Holy shit! I didn’t expect that plot twist at the end! I’m so glad I stuck with it cos it is slow to begin with, but once it picks up, ooh boy! Absolutely brilliant. I love fairytale retellings, especially when they flip the story on its head the way this story did.
What I Liked:
- The plot twist – I didn’t expect it at all! I kinda thought the witch was up to something, but damn, I didn’t expect a Shrek 2 type twist!
- The twist on the original tale – I loved how they twisted the original fairytale on its head and made the characters have more depth to them
- The characters – the main character and the secondary characters were wonderful and complex, which I personally love in a character
What I Disliked:
- The slow beginning – honestly, it nearly turned me off the book because it just felt so slow, but I’m so glad I stuck with it
Characterisation: The characterisation is honestly impeccable. I love Sophia, who both stands up for what she believes in and won’t ever stop, but who also has compassion towards her dead friend, her ex-girlfriend, her new girlfriend and the witch they befriend. She’s a wonderfully nuanced character that I just love.
Constance (Sophia’s new girlfriend) is so much more than that. Like Sophia, she knows the truth and wants to fight for it at any cost, and given her upbringing, it makes sense that she’s more edgy and willing to go to extremes. But I love how soft and vulnerable she is towards Sophia. It’s what makes their relationship so great.
The witch (aka the fairy godmother) is certainly an interesting character. She begrudgingly helps Sophia and Constance, but she isn’t what she appears. That plot twist was very good at building her up to be one way and just immediately shattering the illusion.
Prince Charming was a two dimensional villain, but he seemed more as a plot point than a character. An obstacle Sophia had to defeat in order to be truly free from his reign. Although, this could just be sticking to the original tale in some sense since Prince Charming didn’t have much of a role to play then either. Still, turning all his good traits into their polar opposite was interesting, and made the story all the more exciting.
I love the twist on the original characters. I love how it’s implied the characters were all portrayed a certain way to fit in with Prince Charming’s retelling, rather than what they were actually like.
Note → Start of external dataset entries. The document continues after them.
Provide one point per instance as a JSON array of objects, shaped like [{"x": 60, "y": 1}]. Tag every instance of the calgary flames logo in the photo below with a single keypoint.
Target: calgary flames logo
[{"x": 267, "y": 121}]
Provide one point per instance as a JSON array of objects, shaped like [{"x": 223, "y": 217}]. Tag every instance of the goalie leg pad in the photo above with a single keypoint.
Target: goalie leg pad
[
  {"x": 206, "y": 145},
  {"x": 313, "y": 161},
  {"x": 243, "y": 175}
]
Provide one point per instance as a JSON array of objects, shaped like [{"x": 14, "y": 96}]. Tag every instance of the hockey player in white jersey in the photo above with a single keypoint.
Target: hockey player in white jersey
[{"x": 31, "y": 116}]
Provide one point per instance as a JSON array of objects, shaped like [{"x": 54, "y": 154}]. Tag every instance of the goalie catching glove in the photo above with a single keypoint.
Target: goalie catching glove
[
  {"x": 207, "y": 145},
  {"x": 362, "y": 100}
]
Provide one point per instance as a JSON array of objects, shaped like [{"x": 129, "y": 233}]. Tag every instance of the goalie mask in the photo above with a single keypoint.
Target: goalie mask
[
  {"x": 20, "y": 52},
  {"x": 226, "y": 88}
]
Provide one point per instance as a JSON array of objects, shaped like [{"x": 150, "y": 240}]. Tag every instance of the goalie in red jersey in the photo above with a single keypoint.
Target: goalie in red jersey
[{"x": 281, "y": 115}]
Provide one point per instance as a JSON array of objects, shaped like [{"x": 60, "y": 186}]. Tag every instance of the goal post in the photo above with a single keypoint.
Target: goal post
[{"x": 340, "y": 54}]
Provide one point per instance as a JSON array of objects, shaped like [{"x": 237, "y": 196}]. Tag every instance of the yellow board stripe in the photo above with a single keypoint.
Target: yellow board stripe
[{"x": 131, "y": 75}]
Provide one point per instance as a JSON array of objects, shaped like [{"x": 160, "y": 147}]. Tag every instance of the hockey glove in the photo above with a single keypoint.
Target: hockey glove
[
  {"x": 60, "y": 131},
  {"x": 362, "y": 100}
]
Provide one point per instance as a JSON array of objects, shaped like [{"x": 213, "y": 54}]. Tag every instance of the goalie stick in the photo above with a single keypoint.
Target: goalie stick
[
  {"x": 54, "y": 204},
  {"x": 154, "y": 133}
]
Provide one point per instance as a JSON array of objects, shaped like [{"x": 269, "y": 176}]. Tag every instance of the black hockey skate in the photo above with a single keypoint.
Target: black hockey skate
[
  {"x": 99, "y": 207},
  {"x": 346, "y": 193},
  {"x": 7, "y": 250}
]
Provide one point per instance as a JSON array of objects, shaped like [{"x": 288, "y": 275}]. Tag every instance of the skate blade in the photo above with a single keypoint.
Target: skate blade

It was beautifully done, and something I applaud Kalynn Bayron for.
Story Structure: The inciting incident takes a while to happen, and while I do understand why, I didn’t think we needed as much of the background information as we got. But the rest of the pacing and story structure was fantastic – the climax, the resolution, the ups and downs throughout. It all led to something, and had some wonderful foreshadowing scattered throughout.
Other Thoughts: The feminism undertone is handled so well. I love how Prince Charming was a metaphor for the patriarchy, and how once they defeated him the world was a fairer place to all. I love how Cinderella wasn’t some helpless woman, but instead someone willing to fight to end the patriarchy and reclaim her right as heir to the throne. Even the stepmother and stepsisters wanted the same thing as Cinderella – it was just so cool to see such an interesting take on Cinderella, but to also appreciate what could happen if oppression were to be destroyed. What that world could look like.
If you want a story featuring a complex main character defeating the patriarchy/oppression, an awesome retelling, a major plot twist and impeccable characters, then you’ll love this book. It’s honestly so good, and one of my favourites I’ve read this year so far (once I got past the slow beginning).